March 15, 2010, 2:57 pmBABH says:
John Armstrong: “It is obvious that X.”
Commenters-without-math-doctorates: “Wait, why is that obvious?”
John Armstrong: [pauses in thought for a few minutes, then answers] “Yes, it is obvious.”
The plain fact that there is an equation relating the trigonometric functions to the exponential function is really cool. The special fact that the formula relating the two is so simple and elegant, and also involves the complex plane, is Deep Magic. It’s the sort of thing that makes one want to study more math.
March 15, 2010, 2:59 pmJeff R. says:
True. And I think that you may be able to get back to integers even if you start with non-transcendental real coefficients, even…
March 15, 2010, 3:03 pmJohn Armstrong says:
BABH: so it’s either obvious or profound?
March 15, 2010, 3:06 pmBABH says:
John,
I think of “obvious” as a technical term in math, meaning something like: “this result follows from other stuff you know. It may take a couple hours of work to derive it, but not hard work, so it’s obvious.”
In this case, then, we have a result that is both obvious and profound. You seemed to be denying that it was profound, simply because it is “obvious.” See, e.g., your statement at 2:22am:
March 15, 2010, 3:16 pmMaryanna says:
As a math atheist, I should be excused from this thread.
March 15, 2010, 3:40 pmRoger the Shrubber says:
Thank you. It’s amazing how many otherwise normal people will argue until they are blue in the face that 2.4999999….. isn’t 2.5, or (more commonly) that .9999….. isn’t 1.
March 15, 2010, 4:03 pmBABH says:
2+2=5, for very large values of 2.
March 15, 2010, 4:04 pmDuffy Pratt says:
“A is x and y, meaning (some essential property of x).”
It seems to me that this statement will always be true, though it might also sometimes be incomplete. Just because another statement might be more complete than the one given, does not imply that the more complete phrase is either necessary, or even better (depending on the circumstances). Of course I’ve always been a fan of the following syllogism, Socrates is a man; All men are mammals; therefore, Socrates is a man.

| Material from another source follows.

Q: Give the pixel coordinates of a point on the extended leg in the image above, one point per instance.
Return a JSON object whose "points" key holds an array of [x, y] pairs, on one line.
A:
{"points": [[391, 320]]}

March 15, 2010, 4:16 pmMichael B says:
Recently read where an idiot savant has memorized pi out to literally tens of thousands of decimal digits.
March 15, 2010, 5:17 pmAnonsters says:
This may or may not be the reason I posted a quote from Nietzsche about evil Russians. ;)
Fantastic Radiohead song.
March 15, 2010, 6:38 pmFub says:
Not to mention incorporating the irrational and the imaginary.
[For the humor impaired, that was a joking jab at cataphatic theology. I don't doubt that there are mathematicians in foxholes.]
March 15, 2010, 6:53 pmJohn Armstrong says:
Maybe not foxholes, but they’re in snipers’ nests, calculating corrections for wind and distance.
March 15, 2010, 9:12 pmAnonsters says:
Nerds. ;)
March 15, 2010, 9:21 pmRicardo says:
Damn, that was pretty good. But the factor is only -1 when we express angles in radians, right? In that case, that’s the connection between e and pi. e is the base of the exponential function that guarantees its derivative is the original function. When you use the length of the semi-circle arc of unit radius (pi) to measure the angle of a semi-circle, then the second derivative of sin becomes -sin and cos becomes -cos.
March 15, 2010, 10:40 pmJohn Armstrong says:
Exactly, Ricardo. There are a number of parameters we could wiggle to get things to work out. Which exact exponential base do we use? What parameterization of the unit circle? What coefficients of sine and cosine? The point is that even if the famous formula weren’t true as written, some related formula would have to be.
March 15, 2010, 10:47 pmJaredS says:
Wait a minute.
The complex exponential function can be defined as the unique function f(z) such that f’(z)=f(z) and f(0)=1. If we stuck to degrees to define the trig functions, we might have f(i*x)=cos(x*180/pi)+i*sin(x*180/pi), but we would still have f(i*pi)=-1.
The relationship thus has nothing to do with how we measure angles (except inasmuch as it serves as yet another example of the superiority of radians).